Keeping girls in school.

Something as natural and normal as a period should not keep a girl out of school, and here is how Safaricom is stepping in.

06 Nov 2019 . 1,699 Views

Close to 20 percent of girls in Sub-Saharan Africa miss school during their menstrual cycle while many more drop out once they start menstruating. This is according to a 2016 report by United Nations Educational, Scientific and Cultural Organization (UNESCO).

Luckily, for over 800, 000 girls in the country sitting their final year national examinations this month, this, will not be their narrative. Thanks to the M-PESA Foundation and Ministry of Education, the girls will receive enough sanitary towels to last them three months.

Safaricom Chief Executive Officer said the idea came about after the story of a girl in Bomet who took her life after she was taunted and teased in school for having her period while in school.

“This was very saddening to me and I asked my team ‘What can we do about this?
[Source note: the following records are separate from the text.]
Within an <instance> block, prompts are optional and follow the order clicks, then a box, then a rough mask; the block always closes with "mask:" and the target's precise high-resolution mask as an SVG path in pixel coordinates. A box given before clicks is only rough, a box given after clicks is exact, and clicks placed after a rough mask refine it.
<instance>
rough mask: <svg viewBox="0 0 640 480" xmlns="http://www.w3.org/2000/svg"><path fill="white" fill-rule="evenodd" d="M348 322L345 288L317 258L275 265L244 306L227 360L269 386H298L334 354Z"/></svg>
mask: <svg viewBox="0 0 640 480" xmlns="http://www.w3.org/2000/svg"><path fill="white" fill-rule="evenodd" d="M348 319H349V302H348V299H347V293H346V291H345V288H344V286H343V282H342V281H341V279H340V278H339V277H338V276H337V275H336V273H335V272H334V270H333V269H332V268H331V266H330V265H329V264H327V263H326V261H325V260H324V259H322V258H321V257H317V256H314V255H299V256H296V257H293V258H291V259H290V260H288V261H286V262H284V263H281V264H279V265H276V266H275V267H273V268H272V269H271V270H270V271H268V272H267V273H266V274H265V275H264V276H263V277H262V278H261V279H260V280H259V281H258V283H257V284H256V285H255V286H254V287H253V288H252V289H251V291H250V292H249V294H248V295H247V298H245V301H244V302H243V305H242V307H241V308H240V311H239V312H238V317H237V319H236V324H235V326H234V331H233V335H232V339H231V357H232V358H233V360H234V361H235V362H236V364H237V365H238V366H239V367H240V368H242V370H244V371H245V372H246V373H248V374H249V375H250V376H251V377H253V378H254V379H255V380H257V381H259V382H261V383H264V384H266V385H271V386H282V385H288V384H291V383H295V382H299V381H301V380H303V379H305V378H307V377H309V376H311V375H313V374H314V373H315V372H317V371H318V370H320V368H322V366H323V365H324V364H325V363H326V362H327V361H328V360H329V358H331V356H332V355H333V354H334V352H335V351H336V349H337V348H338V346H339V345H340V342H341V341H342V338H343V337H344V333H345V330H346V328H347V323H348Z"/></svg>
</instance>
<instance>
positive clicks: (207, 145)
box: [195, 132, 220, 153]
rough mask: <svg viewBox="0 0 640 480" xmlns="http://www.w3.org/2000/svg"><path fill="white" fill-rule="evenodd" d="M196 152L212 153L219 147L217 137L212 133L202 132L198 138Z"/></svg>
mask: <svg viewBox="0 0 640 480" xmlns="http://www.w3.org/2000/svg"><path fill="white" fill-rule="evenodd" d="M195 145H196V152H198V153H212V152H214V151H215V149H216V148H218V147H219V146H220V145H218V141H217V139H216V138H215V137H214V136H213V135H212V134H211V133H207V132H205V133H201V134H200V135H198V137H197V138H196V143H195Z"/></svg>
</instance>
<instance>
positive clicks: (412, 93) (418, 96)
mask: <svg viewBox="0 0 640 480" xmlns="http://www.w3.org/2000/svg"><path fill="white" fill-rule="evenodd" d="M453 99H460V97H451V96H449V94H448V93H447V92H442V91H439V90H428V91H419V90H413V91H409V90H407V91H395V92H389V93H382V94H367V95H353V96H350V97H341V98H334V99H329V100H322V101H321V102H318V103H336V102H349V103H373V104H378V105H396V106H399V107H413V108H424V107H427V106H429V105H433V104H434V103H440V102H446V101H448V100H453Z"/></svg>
How can we help?’ Immediately, we sprang into action to see what we can do and how we can cooperate with the Ministry of Education to get sanitary pads to the girls as soon as possible, in particular at this very important time when they are sitting their exams,” Mr Joseph said.

The sanitary pads were handed over at a ceremony in Nairobi and the pads are destined for public schools in all 47 counties, including those in Dadaab and Kakuma refugee camps.

The menstrual health packages for the more than 800, 000 girls are estimated to be worth KES281 million.

Courtesy of the M-PESA Foundation, through the Keeping Girls in School Programme, the girls will receive a menstrual health package consisting of three packets of sanitary pads, three pieces of underwear and a menstrual health information booklet.

Often, the cost of sanitary towels is too high, especially for girls from disadvantaged families, forcing them to skip school or worse, engaging in risky sexual behavior to access money to buy pads.

“The cost is extraordinary I must say. I did not realise when we decided to do this that the cost would be so high. Now I can understand why it’s such a challenge for the ministry,” said Mr Joseph.

The CEO said the company would explore ways of continuing the programme at a lower cost and with more sustainable, reusable and biodegradable pads.

There are 4.7 million girls in public primary and high school in Kenya, 487,365 of them in Class 8 and 342,639 in Form Four.

In 2010, the government started the National Free Sanitary Towel Programme to provide sanitary towels to school girls. Unfortunately, according to the Cabinet Secretary of Education, Professor George Magoha, there is not enough funding to cover all girls.

“We are expected as government to provide sanitary hygiene to our children in school, it’s in the 2013 ACT. Unfortunately, this year we only had KES470 million.  We can at best provide sanitary towels for four months,” said the Cabinet Secretary as he thanked Safaricom for chipping in.

“I have been to our children’s classrooms and there are situations where the girl child is absent. As a physician I know she is absent because of what we are talking about,” he added.

Speaking at the flag off ceremony, UNHCR Kenya Country Representative Ms. Fathiaa Abdalla said it is important for girls to feel supported and protected in the gradual passage of womanhood, which is a cause for celebration and not hindering their education.

“I’m grateful to the MPESA Foundation and Ministry of Education for including girls in refugee camps. 4,300 girls in Kakuma and Dadaab will benefit from this initiative. By providing them with these supplies you are making a big difference to their health, education and quality of life,” said Fathiaa.

Safaricom is keen on joining in the mission to keep girls in school by ensuring they are not limited by something as natural and normal as their period.